Когда Мария Борисовна зашла в комнату, чтобы позвать меня пить чай, я стояла у зеркала и расчёсывала волосы, пока они не высохнут.
— Ох ты ж, — всплеснула руками хозяйка дома. — Панночка, как есть панночка.
— Кто? — удивилась я.
— А ты Гоголя не читала что ли? Вроде как раз языку и литературе должна учить. — Хмыкнула Борисовна.
— Я думала, что он в большем почëте где-то южнее, — призналась я.
За чаем Борисовна вернулась к разговору, что начала в бане. Я снова рассказала о дне своего отъезда. И мне казалось, что каждый раз, когда я это проговариваю, мне становится чуть легче.
— Да кто ж так делает? Я не пойму, у тебя мужей пара штук запасных что ли есть? — качала головой Борисовна. — Мужик не пьющий, при деле, руки ни разу не поднял, по хозяйству справный. А она его какой-то гулящей девке подарила!
— А мне он после неё зачем? — огрызнулась я.
— Голова тебе зачем? На женской хитрости и терпении семья строится и держится! — вздохнула она. — Молодая ты ещё. Вот поэтому раньше-то молодые и жили, вроде отдельно, но под присмотром старших, чтоб вот такие коленца не выбрасывали!
Принять того, что мне объясняла Мария Борисовна я не могла. Но и себя жалеть было некогда. Дел было очень много. Особенно, если учитывать, что приходилось организовывать обучение уже взрослых людей, которые днём работали на сборе урожая, ремонте оборудования, обработке собранного. Но как мне говорила Мария Борисовна, это мне повезло, что я приехала осенью, а не в посевную например. Когда меня с моими уроками могли и послать, при всём уважении.
— Дина Тимофеевна, — догоняла меня несколько месяцев спустя девчонка-почтальон. — Зайдите на почту.

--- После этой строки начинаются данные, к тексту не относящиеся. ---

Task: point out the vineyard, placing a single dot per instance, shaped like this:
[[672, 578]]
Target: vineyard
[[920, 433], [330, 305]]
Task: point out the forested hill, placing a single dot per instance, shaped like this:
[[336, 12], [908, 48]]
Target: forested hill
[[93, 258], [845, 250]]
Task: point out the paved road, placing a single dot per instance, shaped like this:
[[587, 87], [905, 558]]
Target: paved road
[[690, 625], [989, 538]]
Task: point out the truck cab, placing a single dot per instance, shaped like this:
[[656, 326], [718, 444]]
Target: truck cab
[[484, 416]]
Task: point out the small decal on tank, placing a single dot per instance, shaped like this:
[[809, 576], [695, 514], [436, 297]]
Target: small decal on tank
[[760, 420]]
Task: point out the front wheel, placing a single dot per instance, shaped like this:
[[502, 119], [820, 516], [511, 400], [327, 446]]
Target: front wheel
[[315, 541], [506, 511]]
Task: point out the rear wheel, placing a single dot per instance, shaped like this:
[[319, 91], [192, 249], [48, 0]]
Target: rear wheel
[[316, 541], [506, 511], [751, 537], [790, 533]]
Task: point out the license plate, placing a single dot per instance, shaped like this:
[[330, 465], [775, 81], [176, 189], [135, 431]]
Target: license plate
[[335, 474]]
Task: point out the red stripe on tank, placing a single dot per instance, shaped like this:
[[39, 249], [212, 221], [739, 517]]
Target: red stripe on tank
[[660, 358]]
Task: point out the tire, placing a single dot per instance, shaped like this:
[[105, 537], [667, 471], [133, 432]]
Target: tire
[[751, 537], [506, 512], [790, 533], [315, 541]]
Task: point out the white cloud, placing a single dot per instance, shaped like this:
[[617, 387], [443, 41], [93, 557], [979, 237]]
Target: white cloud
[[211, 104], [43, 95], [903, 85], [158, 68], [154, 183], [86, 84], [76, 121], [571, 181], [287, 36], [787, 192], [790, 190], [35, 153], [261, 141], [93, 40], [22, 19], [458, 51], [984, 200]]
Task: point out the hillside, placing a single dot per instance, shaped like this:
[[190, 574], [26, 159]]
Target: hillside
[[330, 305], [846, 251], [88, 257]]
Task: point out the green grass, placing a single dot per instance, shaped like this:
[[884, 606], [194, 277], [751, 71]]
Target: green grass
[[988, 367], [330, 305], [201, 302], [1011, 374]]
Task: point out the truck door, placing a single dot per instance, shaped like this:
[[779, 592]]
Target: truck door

Там вам перевод пришёл. И заказное.
К вечеру уже вся станица знала, что муж меня нашёл, и прислал огромную сумму денег и заказное письмо, увеличившееся во время пересказов до целой бандероли.
— Чего хоть пишет? — спросила пришедшая с фермы Борисовна.
— Понятия не имею, — дёрнула я плечом.
— Сожгла что ли? — я вместо ответа только кивнула. — Вот дурища!